FIG. 8 is a graph showing the relationship between the degree of deactivation and the amount of oxygen absorption in the fourth embodiment.

[Explanation of symbols]

 DESCRIPTION OF SYMBOLS 1 Rigid container 4 Temperature sensor 5 Operation recorder 6 Sample 7 Water 10 Chamber 11 Cover 12 Main body 20 Pressure sensor 21 Pressure gauge 30 Heater 31 Temperature controller

Claims (8)

[Claims] 1. A sample containing a gas absorber of a specific type is sealed in a chamber of a rigid container, and the inside of the chamber is heated to a constant temperature equal to or higher than room temperature. A method for measuring the gas absorption performance of the sample, wherein a pressure change in the sample is continuously measured, and a gas absorption performance of the sample is obtained from the pressure change. 2. In obtaining the gas absorption performance from the pressure change, based on a pressure difference between a peak pressure in the chamber immediately after the heating and a pressure in the chamber after a lapse of a certain time immediately after the heating. 2. The method for measuring gas absorption performance according to claim 1, wherein the gas absorption performance of the sample is determined. 3. The method for measuring gas absorption performance according to claim 2, wherein, when obtaining the gas absorption performance based on the pressure difference ΔP, a gas absorption amount A is calculated by the following equation (1). A = V (ΔP / P) (1) where V: volume of chamber, P: atmospheric pressure 4. The method according to claim 3, wherein, in obtaining the gas absorption performance based on the pressure difference, a maximum gas absorption amount a is obtained from the gas absorption amount A by the following approximate expression (2).
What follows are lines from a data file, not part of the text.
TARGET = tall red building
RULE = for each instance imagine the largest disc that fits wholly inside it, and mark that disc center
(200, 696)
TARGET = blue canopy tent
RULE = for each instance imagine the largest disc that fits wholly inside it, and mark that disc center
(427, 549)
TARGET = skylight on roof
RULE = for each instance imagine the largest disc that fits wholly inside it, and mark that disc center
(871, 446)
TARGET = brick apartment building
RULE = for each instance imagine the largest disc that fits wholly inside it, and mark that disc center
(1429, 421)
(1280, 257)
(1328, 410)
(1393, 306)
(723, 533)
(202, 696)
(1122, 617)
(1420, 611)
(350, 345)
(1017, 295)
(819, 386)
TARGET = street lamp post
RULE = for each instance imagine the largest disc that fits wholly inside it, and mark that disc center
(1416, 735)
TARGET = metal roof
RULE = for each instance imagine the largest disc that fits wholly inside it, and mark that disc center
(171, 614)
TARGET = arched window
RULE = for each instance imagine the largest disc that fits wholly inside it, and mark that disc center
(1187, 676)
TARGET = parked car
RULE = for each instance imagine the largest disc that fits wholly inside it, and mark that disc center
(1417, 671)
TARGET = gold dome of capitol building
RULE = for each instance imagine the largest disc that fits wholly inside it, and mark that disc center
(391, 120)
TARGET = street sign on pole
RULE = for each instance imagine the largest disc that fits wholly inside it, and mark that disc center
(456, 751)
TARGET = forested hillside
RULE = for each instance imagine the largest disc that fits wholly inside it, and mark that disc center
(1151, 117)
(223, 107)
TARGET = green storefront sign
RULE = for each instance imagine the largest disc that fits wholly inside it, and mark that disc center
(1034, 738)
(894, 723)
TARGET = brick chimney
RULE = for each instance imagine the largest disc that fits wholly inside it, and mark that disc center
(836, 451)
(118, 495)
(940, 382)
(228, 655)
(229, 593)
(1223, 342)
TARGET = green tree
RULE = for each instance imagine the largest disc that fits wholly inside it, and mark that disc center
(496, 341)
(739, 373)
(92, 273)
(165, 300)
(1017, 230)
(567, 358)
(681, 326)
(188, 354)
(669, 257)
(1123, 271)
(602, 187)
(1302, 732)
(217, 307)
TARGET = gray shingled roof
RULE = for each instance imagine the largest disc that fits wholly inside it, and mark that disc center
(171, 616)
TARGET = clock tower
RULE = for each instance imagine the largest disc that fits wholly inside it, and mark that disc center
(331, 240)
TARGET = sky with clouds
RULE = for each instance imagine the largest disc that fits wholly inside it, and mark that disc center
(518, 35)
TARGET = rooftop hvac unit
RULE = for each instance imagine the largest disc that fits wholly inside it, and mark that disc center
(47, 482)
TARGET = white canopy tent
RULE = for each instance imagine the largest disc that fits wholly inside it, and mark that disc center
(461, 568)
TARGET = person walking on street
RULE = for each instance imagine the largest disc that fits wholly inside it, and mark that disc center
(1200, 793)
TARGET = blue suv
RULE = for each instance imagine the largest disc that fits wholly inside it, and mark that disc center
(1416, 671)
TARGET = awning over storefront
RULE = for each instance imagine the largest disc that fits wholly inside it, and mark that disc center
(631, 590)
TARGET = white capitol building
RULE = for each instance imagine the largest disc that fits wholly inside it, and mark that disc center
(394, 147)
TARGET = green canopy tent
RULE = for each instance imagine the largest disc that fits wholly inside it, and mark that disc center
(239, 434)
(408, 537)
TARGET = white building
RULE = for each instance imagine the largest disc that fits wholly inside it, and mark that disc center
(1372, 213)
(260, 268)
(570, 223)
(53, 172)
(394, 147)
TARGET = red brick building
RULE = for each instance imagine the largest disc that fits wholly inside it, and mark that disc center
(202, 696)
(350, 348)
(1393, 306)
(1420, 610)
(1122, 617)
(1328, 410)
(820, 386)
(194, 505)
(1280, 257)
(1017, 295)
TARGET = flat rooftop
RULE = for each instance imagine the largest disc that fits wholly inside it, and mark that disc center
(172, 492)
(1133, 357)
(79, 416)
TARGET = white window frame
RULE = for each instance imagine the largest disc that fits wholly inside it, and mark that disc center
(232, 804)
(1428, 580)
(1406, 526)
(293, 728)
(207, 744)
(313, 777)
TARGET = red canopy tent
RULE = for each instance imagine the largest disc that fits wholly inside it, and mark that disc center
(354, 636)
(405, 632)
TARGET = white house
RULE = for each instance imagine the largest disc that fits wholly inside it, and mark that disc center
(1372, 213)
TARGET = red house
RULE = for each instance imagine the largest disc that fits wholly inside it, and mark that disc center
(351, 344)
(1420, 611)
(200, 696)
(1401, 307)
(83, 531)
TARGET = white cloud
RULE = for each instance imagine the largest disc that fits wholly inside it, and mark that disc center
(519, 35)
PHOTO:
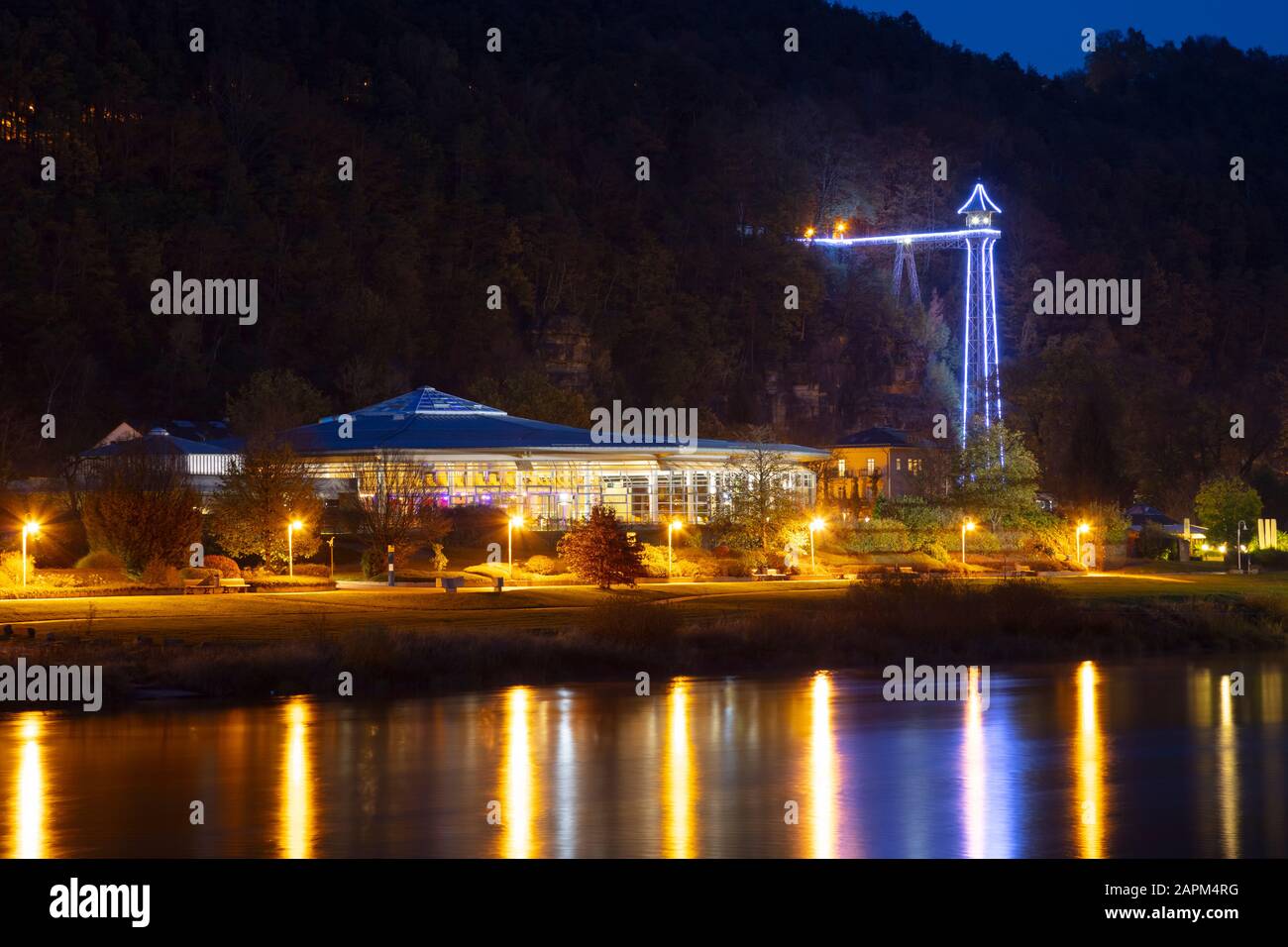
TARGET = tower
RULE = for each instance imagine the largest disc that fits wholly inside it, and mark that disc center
(982, 384)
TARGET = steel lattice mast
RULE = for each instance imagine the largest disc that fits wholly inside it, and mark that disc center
(982, 382)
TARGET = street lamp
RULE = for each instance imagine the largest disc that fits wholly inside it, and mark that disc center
(511, 525)
(290, 544)
(670, 528)
(815, 525)
(29, 528)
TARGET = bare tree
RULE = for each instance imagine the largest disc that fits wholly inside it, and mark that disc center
(394, 505)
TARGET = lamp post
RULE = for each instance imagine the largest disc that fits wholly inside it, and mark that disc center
(29, 528)
(290, 544)
(511, 525)
(815, 525)
(670, 528)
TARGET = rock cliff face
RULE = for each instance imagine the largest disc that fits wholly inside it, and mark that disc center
(566, 350)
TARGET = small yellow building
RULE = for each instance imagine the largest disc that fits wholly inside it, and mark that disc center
(874, 463)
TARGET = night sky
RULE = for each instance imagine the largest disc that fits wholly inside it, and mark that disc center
(1047, 35)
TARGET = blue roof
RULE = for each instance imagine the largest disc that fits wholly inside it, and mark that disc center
(426, 419)
(162, 445)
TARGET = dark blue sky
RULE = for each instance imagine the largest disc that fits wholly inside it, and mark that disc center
(1047, 34)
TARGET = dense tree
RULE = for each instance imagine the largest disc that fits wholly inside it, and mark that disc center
(141, 506)
(1003, 492)
(597, 551)
(1223, 502)
(394, 505)
(476, 170)
(759, 502)
(261, 496)
(273, 401)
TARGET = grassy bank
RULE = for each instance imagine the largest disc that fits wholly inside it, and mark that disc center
(864, 626)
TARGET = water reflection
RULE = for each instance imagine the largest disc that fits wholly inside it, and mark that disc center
(1228, 770)
(296, 814)
(678, 777)
(822, 772)
(699, 771)
(1089, 759)
(30, 792)
(516, 777)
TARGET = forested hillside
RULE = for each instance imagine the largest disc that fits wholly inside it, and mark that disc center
(518, 169)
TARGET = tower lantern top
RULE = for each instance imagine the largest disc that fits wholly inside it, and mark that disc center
(979, 208)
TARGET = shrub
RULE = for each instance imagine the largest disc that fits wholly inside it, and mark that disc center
(374, 564)
(159, 573)
(99, 560)
(11, 569)
(879, 536)
(544, 566)
(227, 567)
(1270, 558)
(438, 561)
(198, 573)
(655, 564)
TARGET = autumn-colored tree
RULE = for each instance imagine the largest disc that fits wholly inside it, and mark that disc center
(261, 495)
(141, 506)
(597, 551)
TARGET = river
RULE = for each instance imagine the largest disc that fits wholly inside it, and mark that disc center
(1160, 758)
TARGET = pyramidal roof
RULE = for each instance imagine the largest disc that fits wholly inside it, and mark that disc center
(429, 401)
(979, 201)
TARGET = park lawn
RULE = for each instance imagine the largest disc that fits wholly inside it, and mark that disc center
(273, 617)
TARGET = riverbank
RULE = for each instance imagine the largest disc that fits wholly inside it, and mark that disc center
(867, 625)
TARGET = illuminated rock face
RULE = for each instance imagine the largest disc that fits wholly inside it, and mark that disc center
(566, 350)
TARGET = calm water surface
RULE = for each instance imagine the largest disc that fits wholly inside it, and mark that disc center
(1089, 761)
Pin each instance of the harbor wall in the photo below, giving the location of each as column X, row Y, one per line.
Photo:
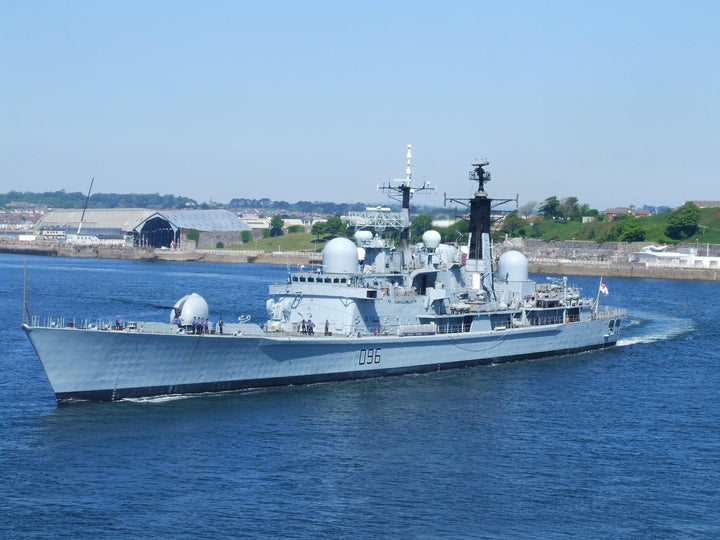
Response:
column 610, row 259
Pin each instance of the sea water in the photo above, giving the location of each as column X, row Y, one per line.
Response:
column 616, row 443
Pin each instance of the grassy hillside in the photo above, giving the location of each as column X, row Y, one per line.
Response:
column 611, row 231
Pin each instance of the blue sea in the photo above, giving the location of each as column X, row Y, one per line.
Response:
column 621, row 443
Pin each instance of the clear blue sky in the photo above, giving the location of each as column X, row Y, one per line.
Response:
column 614, row 102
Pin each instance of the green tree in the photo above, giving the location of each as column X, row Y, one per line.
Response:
column 419, row 225
column 569, row 209
column 276, row 225
column 334, row 226
column 683, row 223
column 513, row 225
column 550, row 207
column 632, row 230
column 318, row 229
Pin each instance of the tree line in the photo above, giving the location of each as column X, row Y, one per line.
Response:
column 76, row 199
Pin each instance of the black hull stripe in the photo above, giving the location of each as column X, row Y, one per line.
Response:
column 227, row 386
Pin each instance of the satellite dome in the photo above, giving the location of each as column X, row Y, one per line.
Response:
column 513, row 266
column 362, row 236
column 431, row 239
column 340, row 256
column 190, row 307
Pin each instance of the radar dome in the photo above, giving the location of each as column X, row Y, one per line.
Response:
column 340, row 256
column 362, row 236
column 190, row 307
column 431, row 239
column 513, row 266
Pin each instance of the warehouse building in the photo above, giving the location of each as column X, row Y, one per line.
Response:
column 170, row 228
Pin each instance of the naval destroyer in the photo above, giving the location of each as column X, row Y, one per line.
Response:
column 371, row 309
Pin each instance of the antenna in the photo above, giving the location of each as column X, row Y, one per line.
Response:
column 408, row 171
column 82, row 217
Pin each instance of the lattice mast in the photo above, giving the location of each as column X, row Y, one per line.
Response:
column 404, row 191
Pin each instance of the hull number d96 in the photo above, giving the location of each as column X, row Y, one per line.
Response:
column 369, row 356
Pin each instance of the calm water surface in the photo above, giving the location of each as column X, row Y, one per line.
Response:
column 618, row 443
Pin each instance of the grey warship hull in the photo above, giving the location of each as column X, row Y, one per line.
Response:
column 384, row 311
column 109, row 365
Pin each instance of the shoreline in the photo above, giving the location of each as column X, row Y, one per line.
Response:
column 608, row 260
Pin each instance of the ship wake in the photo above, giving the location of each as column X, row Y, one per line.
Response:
column 652, row 327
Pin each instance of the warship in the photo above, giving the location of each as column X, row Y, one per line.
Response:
column 370, row 309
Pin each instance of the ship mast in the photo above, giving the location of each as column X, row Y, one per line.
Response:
column 404, row 191
column 479, row 262
column 82, row 217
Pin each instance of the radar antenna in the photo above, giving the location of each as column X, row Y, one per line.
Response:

Gas absorption performance measurement method. a = A (1-e- ^{b (tc)} ) (2) where t: elapsed time after the start of heating, b: absorption rate coefficient, c: reaction start delay time 5. The method for measuring gas absorption performance according to claim 1, wherein the absorbent for the specific type of gas is an oxygen absorbent. 6. When the sample contains iron powder as a main component,
The method for measuring gas absorption performance according to claim 5, wherein water is sealed in the chamber together with the sample. 7. The method for measuring gas absorption performance according to claim 1, wherein when the sample is sealed in the chamber, the specific type of gas is filled in the chamber. . 8. A rigid container having therein a chamber for enclosing a sample containing a specific type of gas absorbent, a temperature measuring means for measuring a temperature in the chamber, and a constant temperature in the chamber equal to or higher than room temperature. Heating means for heating and maintaining the constant temperature; pressure measuring means for continuously measuring a pressure change in the chamber while maintaining the constant temperature; gas absorption performance of the sample from the pressure change And a calculating means for determining the gas absorption performance.